Haggard Documentary
Andy Rogers  /  AP
In this 2002 photo the Rev. Ted Haggard delivers a sermon at the New Life Church in Colorado Springs, Colo., below a live video feed of himself.
updated 12/18/2008 8:55:22 PM ET 2008-12-19T01:55:22

Disgraced evangelical leader Ted Haggard says in a new documentary that he still struggles with his sexuality yet is committed to his marriage for the sake of his children.

Haggard, 52, resigned as president of the National Association of Evangelicals and was fired as senior pastor of New Life Church in Colorado Springs in November 2006 after a former male prostitute went public with allegations that Haggard paid him for sex and used methamphetamine.

A father of five, Haggard had said he bought the drugs but never used them. He confessed to undisclosed "sexual immorality" and has said, "I really did sin."

The Gazette of Colorado Springs reported Thursday that in the documentary, Haggard talks about a lifelong battle with his sexuality — and that he never claimed to be heterosexual.

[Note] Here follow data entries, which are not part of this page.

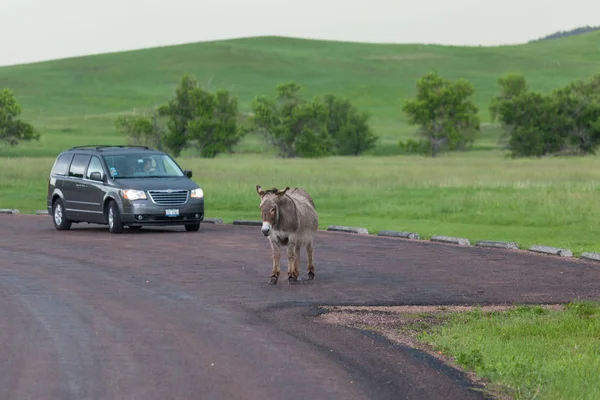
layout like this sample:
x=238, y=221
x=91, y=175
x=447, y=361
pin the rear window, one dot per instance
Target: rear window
x=78, y=165
x=61, y=165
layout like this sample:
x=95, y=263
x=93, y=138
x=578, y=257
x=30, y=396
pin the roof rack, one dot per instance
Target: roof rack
x=100, y=146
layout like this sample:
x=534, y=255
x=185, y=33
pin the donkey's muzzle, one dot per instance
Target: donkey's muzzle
x=266, y=228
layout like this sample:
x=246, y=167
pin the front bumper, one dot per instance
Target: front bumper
x=145, y=213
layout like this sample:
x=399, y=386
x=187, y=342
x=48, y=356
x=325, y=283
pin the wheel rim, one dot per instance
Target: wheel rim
x=58, y=214
x=111, y=218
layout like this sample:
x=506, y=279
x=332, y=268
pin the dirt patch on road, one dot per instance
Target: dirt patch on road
x=403, y=324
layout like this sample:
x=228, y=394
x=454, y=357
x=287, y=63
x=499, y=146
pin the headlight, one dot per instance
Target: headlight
x=197, y=193
x=134, y=194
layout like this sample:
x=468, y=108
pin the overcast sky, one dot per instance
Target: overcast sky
x=35, y=30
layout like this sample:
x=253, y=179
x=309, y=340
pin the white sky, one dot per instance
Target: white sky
x=35, y=30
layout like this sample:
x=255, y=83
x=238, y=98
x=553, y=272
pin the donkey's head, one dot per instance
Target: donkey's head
x=269, y=207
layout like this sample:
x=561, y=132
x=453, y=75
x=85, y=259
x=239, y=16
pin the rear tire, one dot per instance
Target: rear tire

"The reason I kept my personal struggle a secret is because I feared that my friends would reject me, abandon me and kick me out, and the church would exile and excommunicate me. And that happened and more," he says.

Wife: Still committed
Haggard's wife, Gayle, says she is committed to Haggard.

"I know to restore the honor to our children is to help restore honor to their father," she says.

"The Trials of Ted Haggard," directed by Alexandra Pelosi, daughter of House Speaker Nancy Pelosi, is set to air Jan. 29 on HBO. The Associated Press reported Wednesday that Haggard has agreed to promote the documentary.

Haggard moved his family to Arizona after the scandal and also lived in Texas. He re-emerged last month at a rural Illinois church, where he delivered guest sermons and said he was sexually abused as a second-grader.

He now sells insurance and, in the documentary, says he isn't successful.

"At this stage in my life, I am a loser," he says.